Another question came in today, and it’s one I think the ReCal user community might be interested in. Sonya from Pennsylvania writes:

Ok, I am stumped. How can I have a percent agreement of .97 and a Scott’s Pi of-.015? I have two coders coding either Yes (1) or No (0) for the presence of a variable. What am I doing wrong. I find when calculating by hand I get similar results (off by a decimal or so). When using RECAL or calculating Scotts Pi with more than two categories, I don’t get negative Scotts Pi when the percent agreement is high.

Thanks so much for sharing your program and answering my question if you have the time.

Excellent question, Sonya. As with the last question I answered, I’ll provide your raw data (with a new filename) so that others can follow along; hope you don’t mind.

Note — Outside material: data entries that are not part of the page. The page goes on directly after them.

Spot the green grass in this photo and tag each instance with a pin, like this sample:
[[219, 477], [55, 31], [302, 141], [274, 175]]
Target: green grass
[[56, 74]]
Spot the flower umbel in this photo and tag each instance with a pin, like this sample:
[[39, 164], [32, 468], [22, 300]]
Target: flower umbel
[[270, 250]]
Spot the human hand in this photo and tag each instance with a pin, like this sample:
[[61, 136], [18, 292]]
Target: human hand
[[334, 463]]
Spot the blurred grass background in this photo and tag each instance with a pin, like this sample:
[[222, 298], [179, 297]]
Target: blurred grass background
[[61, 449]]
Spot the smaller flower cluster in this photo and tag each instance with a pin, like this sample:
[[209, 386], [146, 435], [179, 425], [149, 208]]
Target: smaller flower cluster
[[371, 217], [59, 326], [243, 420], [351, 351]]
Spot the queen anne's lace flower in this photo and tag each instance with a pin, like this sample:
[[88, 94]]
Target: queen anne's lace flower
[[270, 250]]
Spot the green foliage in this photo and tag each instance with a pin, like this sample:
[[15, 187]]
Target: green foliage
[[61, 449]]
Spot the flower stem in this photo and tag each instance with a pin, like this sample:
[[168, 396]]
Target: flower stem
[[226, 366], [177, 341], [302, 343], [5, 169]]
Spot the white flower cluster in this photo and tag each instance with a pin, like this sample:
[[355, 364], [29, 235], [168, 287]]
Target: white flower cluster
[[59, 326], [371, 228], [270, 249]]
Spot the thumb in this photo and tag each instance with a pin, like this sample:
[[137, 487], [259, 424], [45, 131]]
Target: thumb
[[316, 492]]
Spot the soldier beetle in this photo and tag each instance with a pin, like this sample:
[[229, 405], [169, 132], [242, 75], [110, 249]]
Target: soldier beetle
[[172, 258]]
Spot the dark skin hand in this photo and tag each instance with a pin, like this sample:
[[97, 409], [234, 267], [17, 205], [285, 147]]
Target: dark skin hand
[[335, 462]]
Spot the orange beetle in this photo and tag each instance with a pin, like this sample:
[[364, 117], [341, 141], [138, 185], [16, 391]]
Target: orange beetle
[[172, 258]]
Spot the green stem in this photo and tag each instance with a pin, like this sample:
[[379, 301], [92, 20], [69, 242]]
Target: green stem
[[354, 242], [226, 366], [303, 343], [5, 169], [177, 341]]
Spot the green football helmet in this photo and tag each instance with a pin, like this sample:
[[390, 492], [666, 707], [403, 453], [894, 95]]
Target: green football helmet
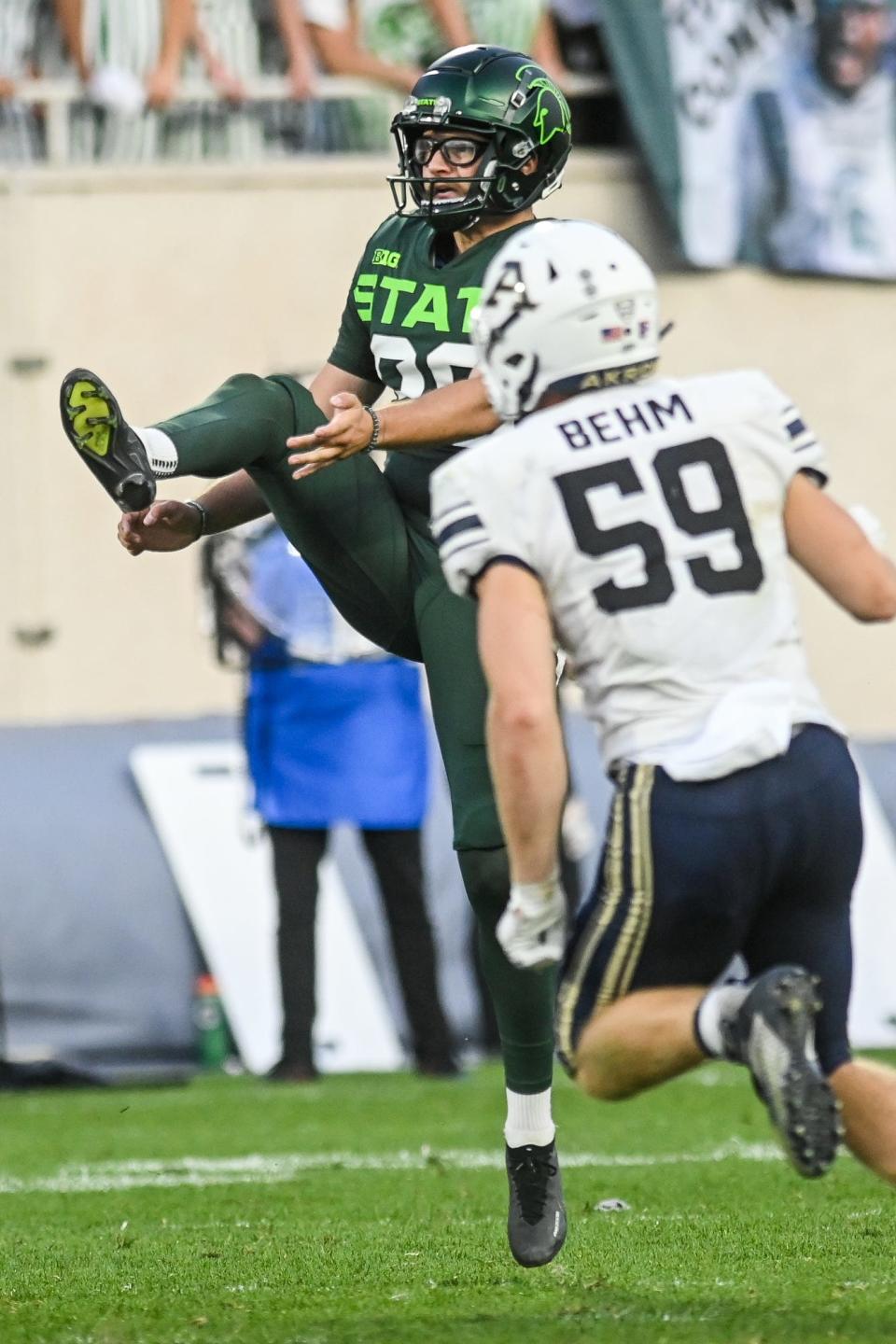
[[492, 93]]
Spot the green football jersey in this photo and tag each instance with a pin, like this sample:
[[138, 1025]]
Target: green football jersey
[[406, 324]]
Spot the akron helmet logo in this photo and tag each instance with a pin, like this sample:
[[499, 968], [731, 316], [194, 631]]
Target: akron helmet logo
[[551, 110]]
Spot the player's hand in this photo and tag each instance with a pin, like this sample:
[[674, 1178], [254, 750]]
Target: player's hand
[[532, 928], [347, 433], [165, 525]]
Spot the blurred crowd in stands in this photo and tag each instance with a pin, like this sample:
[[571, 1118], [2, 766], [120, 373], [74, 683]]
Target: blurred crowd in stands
[[141, 81]]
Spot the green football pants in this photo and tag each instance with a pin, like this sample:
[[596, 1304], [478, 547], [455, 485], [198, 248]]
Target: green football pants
[[381, 567]]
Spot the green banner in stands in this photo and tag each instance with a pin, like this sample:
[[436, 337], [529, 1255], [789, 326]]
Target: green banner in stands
[[768, 127]]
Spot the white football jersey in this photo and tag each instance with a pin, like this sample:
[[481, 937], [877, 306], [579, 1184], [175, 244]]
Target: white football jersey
[[653, 516]]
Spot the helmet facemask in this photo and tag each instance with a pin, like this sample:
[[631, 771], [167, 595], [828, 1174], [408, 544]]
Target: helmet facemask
[[498, 186], [503, 98]]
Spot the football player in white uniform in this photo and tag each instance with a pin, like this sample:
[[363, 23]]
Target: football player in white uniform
[[647, 525]]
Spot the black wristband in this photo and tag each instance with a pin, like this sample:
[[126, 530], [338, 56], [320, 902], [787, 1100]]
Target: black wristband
[[203, 516], [375, 436]]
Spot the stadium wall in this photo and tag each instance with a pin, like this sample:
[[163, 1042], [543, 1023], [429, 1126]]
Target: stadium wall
[[167, 281]]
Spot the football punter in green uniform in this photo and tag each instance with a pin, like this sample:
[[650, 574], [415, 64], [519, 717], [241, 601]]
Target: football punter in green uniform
[[483, 136]]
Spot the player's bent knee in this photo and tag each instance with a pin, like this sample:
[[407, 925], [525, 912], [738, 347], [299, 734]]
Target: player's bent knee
[[603, 1084]]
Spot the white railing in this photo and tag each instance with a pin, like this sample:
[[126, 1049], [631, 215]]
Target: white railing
[[57, 97]]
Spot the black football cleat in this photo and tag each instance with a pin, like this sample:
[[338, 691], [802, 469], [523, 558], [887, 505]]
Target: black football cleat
[[536, 1216], [93, 422], [774, 1035]]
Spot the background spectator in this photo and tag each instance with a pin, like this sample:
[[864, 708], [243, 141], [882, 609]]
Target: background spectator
[[335, 732], [19, 136], [129, 52], [227, 52]]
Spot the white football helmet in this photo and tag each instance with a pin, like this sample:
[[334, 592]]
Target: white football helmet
[[567, 305]]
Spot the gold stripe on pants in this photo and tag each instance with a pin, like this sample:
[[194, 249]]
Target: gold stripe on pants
[[617, 977]]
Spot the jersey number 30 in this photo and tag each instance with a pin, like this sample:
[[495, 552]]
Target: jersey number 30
[[657, 588]]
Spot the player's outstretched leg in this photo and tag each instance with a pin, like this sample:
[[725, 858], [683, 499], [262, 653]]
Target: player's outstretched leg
[[94, 425], [774, 1035], [536, 1214]]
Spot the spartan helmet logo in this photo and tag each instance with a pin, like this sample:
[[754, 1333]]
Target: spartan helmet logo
[[551, 110]]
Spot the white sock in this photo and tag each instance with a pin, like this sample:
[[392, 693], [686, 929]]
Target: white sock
[[528, 1118], [719, 1004], [160, 451]]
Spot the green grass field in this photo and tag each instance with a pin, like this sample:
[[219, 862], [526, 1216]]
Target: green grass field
[[370, 1210]]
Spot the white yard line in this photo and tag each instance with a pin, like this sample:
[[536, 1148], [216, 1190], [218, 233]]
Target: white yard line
[[272, 1169]]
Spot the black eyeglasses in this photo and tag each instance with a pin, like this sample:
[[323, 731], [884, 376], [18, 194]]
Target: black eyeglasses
[[457, 151]]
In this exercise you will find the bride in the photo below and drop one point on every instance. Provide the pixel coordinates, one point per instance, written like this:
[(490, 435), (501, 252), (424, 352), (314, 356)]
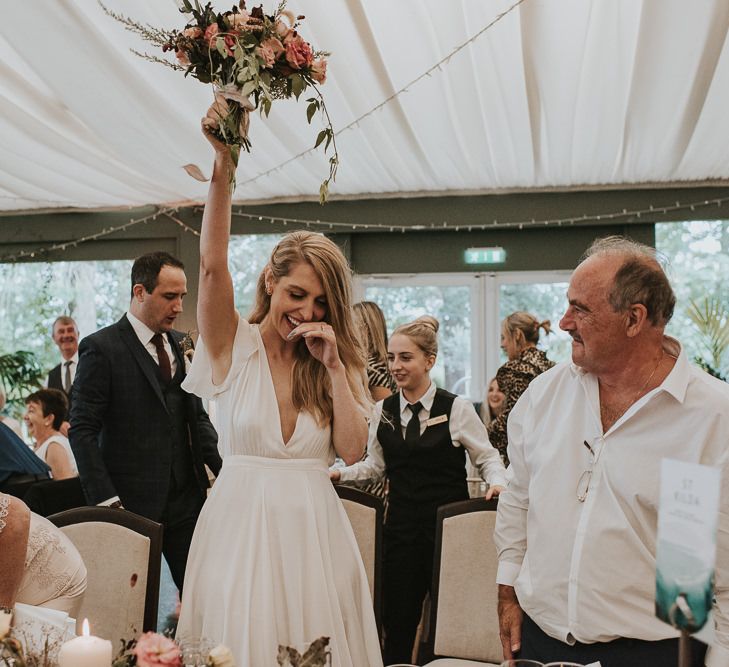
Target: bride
[(274, 559)]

Looking at the data, you’ll immediately notice an interesting characteristic: only the second coder uses the “1” code. That is, the two coders only ever agree on “0” codes and never once on a “1” code. Scott’s pi, Cohen’s kappa, and Krippendorff’s alpha punish this phenomenon severely, the rationale being that coders must show at least some covariation in their agreements to merit high coefficient values. Krippendorff himself addressed this very situation in a recent article:

In the calculation of reliability, large numbers of absences should not overwhelm the small number of occurrences that authors care enough about to report. Without a single concurrence and three mismatches [Krippendorff here is referring to a specific dataset, which just so happens to have the same number of mismatches as Sonya’s], the report of finding 2 out of 137 cases [3 out of 99 for Sonya’s data] is about as close to chance as one can get—and this is born out by the near zero values of all the chance-corrected agreement coefficients. (2004, p. 425)

Thus, when one coder only uses one of two coding categories, and the other uses both, chance-corrected reliability will always be near or well below zero (but percent agreement can still be near 100% as it is not chance-corrected). The only solutions here seem to be either better coder training or a revised coding scheme that allows coders more latitude to agree with one another on different categories.

**Reference**

Krippendorff, K. (2004). Reliability in content analysis: Some common misconceptions and recommendations. *Human Communication Research, 30*(3), 411-433.